# It's bright tonight



## BelleBottoms (Jan 28, 2018)

Is anyone sleeping under this bright half moon tonight?
Years ago, I pulled into The Black Canyon of the Gunnison in Colorado. It's a National Park complete with ranger stations, campgrounds, and an exhibit center. I think it was early October, and because snow always closed the roads, the park was preparing to shut down for the Winter. There was one camping loop still open, so I took a spot - the only other person I saw all night was a guy emptying trash cans.
After settling in I cooked up some instant garlic mashed potatoes - my stomach hurt and I was hopeful that some food would help. It didn't. I crawled into my back-of-the-truck bedroom and got as close as possible to a fetal position as you can inside a sleeping bag.
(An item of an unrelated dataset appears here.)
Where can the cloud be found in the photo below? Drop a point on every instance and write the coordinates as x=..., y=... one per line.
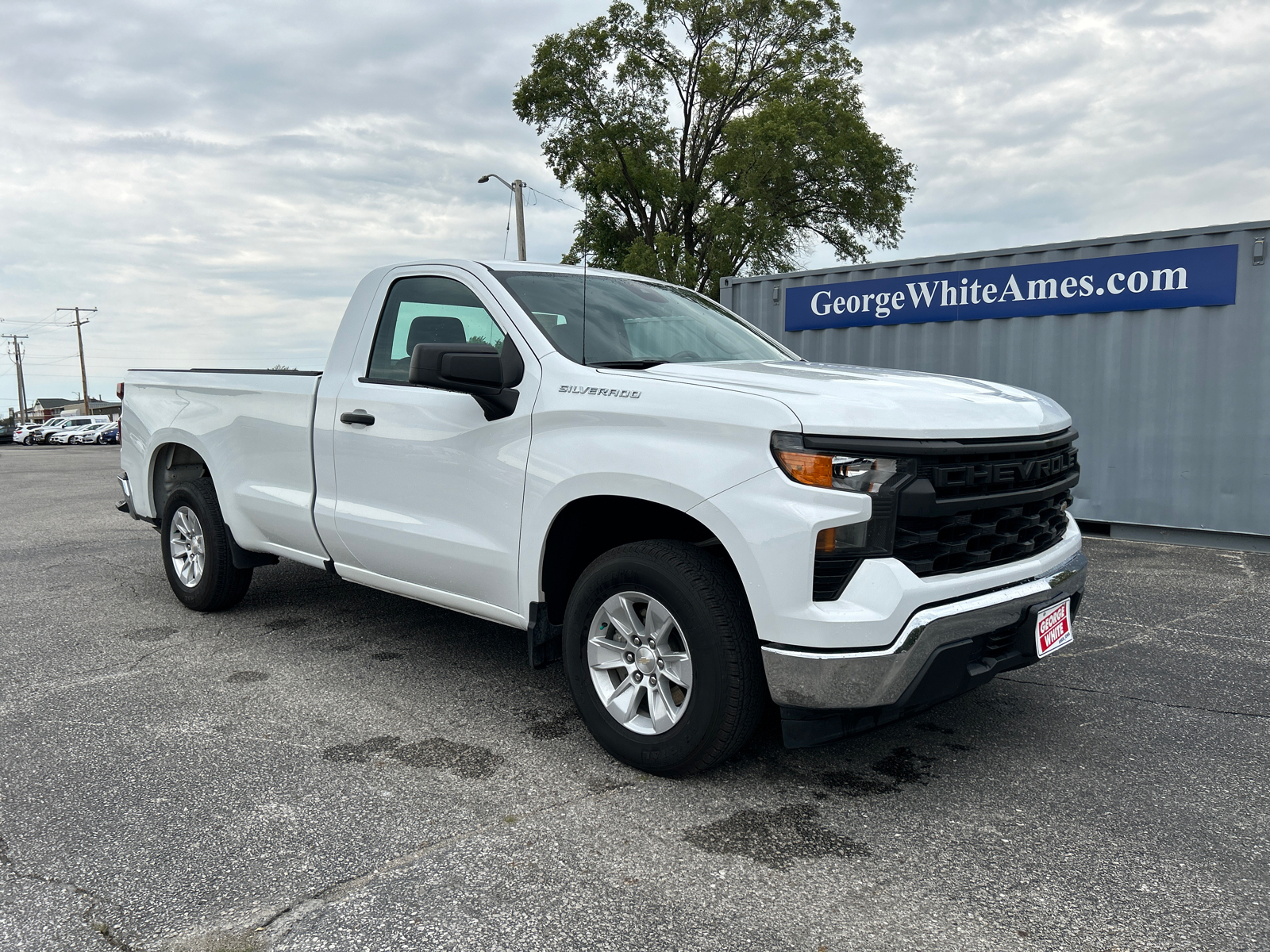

Between worsening stomach pain and the low temps (over 7000 ft elev there), it was a very uncomfortable evening.
Eventually whatever was making me moan in pain for hours worked it's way to the end of the line. I was going to need a toilet. I feared squatting would result in a mess I wouldn't be able to clean up. As I was pulling on shoes the need to go suddenly became urgent - there was no time for a coat or flashlight. I barely noticed anything as I ran in untied shoes to the outhouse.
Walking back was a different story. There was a full moon and the whole world was lit up silver against deep blue and teal shadows. A deer watched me pass while munching leaves off a shrub. I made the short trip back and forth about once an hour, lingering on each return to marvel the moonlit forest despite the cold.
It's a scenario that repeats itself often: I begrudgingly leave a cozy shelter and moments later am so dazzled by nature that I forget my hurry to return. A sky brimming with stars, an unexpected snowfall, an aurora... they stop me in my tracks, force me to reevaluate priorities.


----------



## creature (Feb 6, 2018)

Ah, my Belle..

i don't know which moons are different from others, but..

yours are yours..

& may they be forever...


----------



## Deleted member 2626 (Feb 11, 2018)

Nice. More than once I've been comfortable in my bag, in the cold and had to shimmy out, or in rain or snow to go hang on a tree for a bowel movement. I spend every night under the sky, and nylon, so see every moon phase, if it isn't foul weather of course.


----------



## Hobo Mud (Feb 11, 2018)

Very well written and I enjoyed reading it. I complete get and understand the experience. I often spend my nights gazing at the stars and at the moon when it is out, unless I am camped out next to a building or structure. It is the little things like this that are missing while traveling. Keep on keeping on.


----------